Pelajaran hari itu dimulai. Sisca kembali menghubungkan cerita Inez dengan cerita Dave kemarin. Mungkinkah sosok yang dimaksud itu adalah Inez. Tanda tanya besar muncul, tapi ia sudah bilang ga akan nanya-nanya lagi.
Sehari berlalu, dua hari, sampai seminggu, Dave tak lagi menghubungi dan tak juga bertemu di sekolah. Sepertinya Sisca dan Dave benar-benar saling menghindari, saling menjaga jarak.

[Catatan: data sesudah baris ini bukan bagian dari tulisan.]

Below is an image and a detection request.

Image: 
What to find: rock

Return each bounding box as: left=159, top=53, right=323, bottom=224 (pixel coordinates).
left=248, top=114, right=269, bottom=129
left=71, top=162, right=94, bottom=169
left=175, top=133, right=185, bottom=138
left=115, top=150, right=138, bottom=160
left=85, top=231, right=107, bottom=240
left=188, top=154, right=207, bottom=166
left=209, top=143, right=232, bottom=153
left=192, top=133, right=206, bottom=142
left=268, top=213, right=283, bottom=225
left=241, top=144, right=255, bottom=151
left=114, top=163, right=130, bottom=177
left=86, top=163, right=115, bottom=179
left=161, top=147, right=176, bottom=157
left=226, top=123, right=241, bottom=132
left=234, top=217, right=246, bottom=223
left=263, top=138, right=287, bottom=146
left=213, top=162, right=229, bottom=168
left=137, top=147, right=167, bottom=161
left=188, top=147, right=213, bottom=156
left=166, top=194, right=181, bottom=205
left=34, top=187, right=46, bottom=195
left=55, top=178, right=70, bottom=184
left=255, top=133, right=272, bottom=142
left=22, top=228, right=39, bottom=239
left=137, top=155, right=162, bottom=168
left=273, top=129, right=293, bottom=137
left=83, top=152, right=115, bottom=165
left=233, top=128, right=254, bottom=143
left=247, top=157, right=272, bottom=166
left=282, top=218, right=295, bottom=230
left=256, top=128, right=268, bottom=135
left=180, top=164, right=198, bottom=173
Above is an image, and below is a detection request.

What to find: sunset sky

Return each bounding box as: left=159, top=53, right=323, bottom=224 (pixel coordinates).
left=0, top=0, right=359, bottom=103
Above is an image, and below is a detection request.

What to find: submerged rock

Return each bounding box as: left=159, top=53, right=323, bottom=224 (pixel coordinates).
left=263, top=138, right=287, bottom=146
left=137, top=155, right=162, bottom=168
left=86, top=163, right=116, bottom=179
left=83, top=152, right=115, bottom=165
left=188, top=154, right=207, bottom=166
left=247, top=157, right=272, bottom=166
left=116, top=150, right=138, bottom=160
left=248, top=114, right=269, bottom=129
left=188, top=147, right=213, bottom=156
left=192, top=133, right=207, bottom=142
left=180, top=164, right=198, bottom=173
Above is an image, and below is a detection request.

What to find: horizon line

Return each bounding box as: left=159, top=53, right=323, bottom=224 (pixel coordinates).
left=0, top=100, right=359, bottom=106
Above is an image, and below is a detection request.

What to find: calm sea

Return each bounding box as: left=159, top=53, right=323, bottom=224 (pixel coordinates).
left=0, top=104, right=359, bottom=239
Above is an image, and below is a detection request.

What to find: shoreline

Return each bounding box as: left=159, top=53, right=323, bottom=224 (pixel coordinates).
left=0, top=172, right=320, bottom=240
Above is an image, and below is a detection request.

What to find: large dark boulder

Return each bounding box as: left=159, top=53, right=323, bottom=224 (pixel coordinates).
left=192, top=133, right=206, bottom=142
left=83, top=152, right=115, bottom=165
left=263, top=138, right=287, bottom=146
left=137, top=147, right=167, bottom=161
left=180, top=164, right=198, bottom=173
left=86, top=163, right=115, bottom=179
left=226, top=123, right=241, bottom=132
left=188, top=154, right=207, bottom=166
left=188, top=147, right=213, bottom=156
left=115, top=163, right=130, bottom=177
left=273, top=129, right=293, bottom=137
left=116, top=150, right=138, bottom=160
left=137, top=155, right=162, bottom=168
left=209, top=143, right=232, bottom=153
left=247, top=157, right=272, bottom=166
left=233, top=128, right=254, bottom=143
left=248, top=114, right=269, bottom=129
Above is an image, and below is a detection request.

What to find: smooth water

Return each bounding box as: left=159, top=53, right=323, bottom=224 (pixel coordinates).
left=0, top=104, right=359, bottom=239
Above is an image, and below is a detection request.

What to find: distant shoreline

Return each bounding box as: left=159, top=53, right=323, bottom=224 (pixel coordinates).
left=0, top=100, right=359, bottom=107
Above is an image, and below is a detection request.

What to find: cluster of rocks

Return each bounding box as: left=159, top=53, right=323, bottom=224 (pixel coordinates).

"Vi, kamu masih marah kah pada kami?" tanya Airin pada Livi.
"Iya,Vi, maafkanlah kami. Sampai kapan kamu menyimpan kemarahan?" tambah Sisca.
"Marah sama kalian? Sebenarnya ga marah, aku sudah tahu dari awal. Dave pernah kasih tahu aku. Katanya kalian pasti ga tega cerita sama aku. Tapi kok lama banget kalian baru bicara. Kesel tahu. Mana ada aku down selama itu. Bukan Livi kalo down lama-lama."
"Hmm...itu anak juga ga cerita kalo udah ngomong sama kamu. Berapa cerita lagi ya yang kelewat?" kata Sisca.
"Cerita apa yang kalian lewatkan?" Livi bertanya.
"Ini anak bodoh nih, Vi. Ga bisa menangkap peluang. Sudah diajak barter info, otaknya freeze, ga kreatif."
"Barter info? Sebentar aku ketinggalan cerita."
"Ya itu diajak barter info tentang siapa yang mengisi hati masing-masing. Eeeh malah sepakat menjadikan rahasia. Gemes ga tuh. Dave bilang mau kasih tahu siapa yang ada di hatinya dengan syarat Sisca juga bilang. Eeeeeeh, ni orang malah nolak. Deuh!!!"
"Lho...aduh kamu iniiiiiii, Sis!"
"Tapi aku bisa mengira kok, kayaknya Inez soalnya dia minta dikenalkan lebih dekat sama Dave." kata Sisca.
"Belum tentu, harusnya pernah ada cerita tentang namanya dong. Lha selama ini kayaknya ga pernah." kata Livi. "Jujur ya aku juga pernah nanyain itu ke dia, kok aku merasa malah kamu ya, Sis?" sambungnya.
"Ga mungkin, ga ada aku di hatinya. Buktinya sekarang malah putus hubungan. Ga pernah ketemu juga kan kita. Sadar ga kalian?"
"Aku masih sering lihat kok, kamu kali yang jarang ke kantin." kata Airin.
"Iya mungkin ya." kata Sisca.
Seminggu berlalu tanpa kehadirannya terasa berbeda bagi Sisca. Dia berpikir, mungkin ini yang terbaik bagi mereka.
"Sis, nanti kalo ketemu sama itu, jangan lupa ya kenalin." pesan Inez.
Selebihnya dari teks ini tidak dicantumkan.